Le retour de l'été, c'est aussi le retour des arnaques aux locations de vacances. - Pierre- Flickr CC
L'histoire est classique. Une grande maison, à un prix attractif, sur une grande plateforme de réservation. Idéale pour les vacances. Après avoir confirmé la disponibilité du logement, le propriétaire demande de lui faire directement un virement sans passer par le système de paiement de la plateforme en invoquant un prétexte quelconque. Puis plus aucune nouvelle et l'annonce a disparu. Dépité, le client se tourne vers la plateforme pour signaler l'escroquerie et demander un remboursement. C'est la douche froide: le service client répond qu'il ne peut rien faire et que l'argent est perdu.
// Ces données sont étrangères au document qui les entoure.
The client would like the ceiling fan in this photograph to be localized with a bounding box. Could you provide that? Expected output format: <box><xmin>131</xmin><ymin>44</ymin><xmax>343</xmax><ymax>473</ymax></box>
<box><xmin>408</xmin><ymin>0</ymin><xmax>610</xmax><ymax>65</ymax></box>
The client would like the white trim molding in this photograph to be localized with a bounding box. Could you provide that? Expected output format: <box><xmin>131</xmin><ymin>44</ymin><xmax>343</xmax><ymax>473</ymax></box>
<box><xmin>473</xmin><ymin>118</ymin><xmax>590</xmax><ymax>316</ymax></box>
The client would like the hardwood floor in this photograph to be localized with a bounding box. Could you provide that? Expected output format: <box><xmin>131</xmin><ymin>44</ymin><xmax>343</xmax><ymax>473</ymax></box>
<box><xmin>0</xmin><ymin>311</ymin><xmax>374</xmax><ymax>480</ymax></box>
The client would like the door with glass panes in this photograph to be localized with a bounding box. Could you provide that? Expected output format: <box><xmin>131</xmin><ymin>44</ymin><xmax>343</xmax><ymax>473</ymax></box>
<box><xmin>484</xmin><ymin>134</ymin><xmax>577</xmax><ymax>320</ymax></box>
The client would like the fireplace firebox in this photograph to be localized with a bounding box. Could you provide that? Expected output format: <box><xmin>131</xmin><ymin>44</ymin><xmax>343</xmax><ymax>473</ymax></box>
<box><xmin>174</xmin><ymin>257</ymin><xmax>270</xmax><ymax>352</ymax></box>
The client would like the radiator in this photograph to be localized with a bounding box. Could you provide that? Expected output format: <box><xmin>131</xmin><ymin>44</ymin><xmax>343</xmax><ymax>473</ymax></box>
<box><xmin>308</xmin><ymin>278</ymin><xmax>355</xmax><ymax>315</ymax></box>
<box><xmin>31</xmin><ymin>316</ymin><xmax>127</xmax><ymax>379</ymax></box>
Airbnb, Abritel, Booking, Leboncoin… les escrocs, pas vraiment sélectifs, on les retrouve partout. Ils appâtent leurs victimes avec de très belles photos (souvent volées ailleurs) et un prix en-dessous du marché, laissant courir l'idée qu'il faut réserver rapidement pour ne pas rater une bonne affaire. L'arnaque la plus courante consiste en effet à convaincre de faire un virement directement au faux propriétaire. Le but: encaisser un maximum d'argent en un temps minimum. Or, si on paye sans utiliser le système de paiement interne de la plateforme, la garantie est annulée.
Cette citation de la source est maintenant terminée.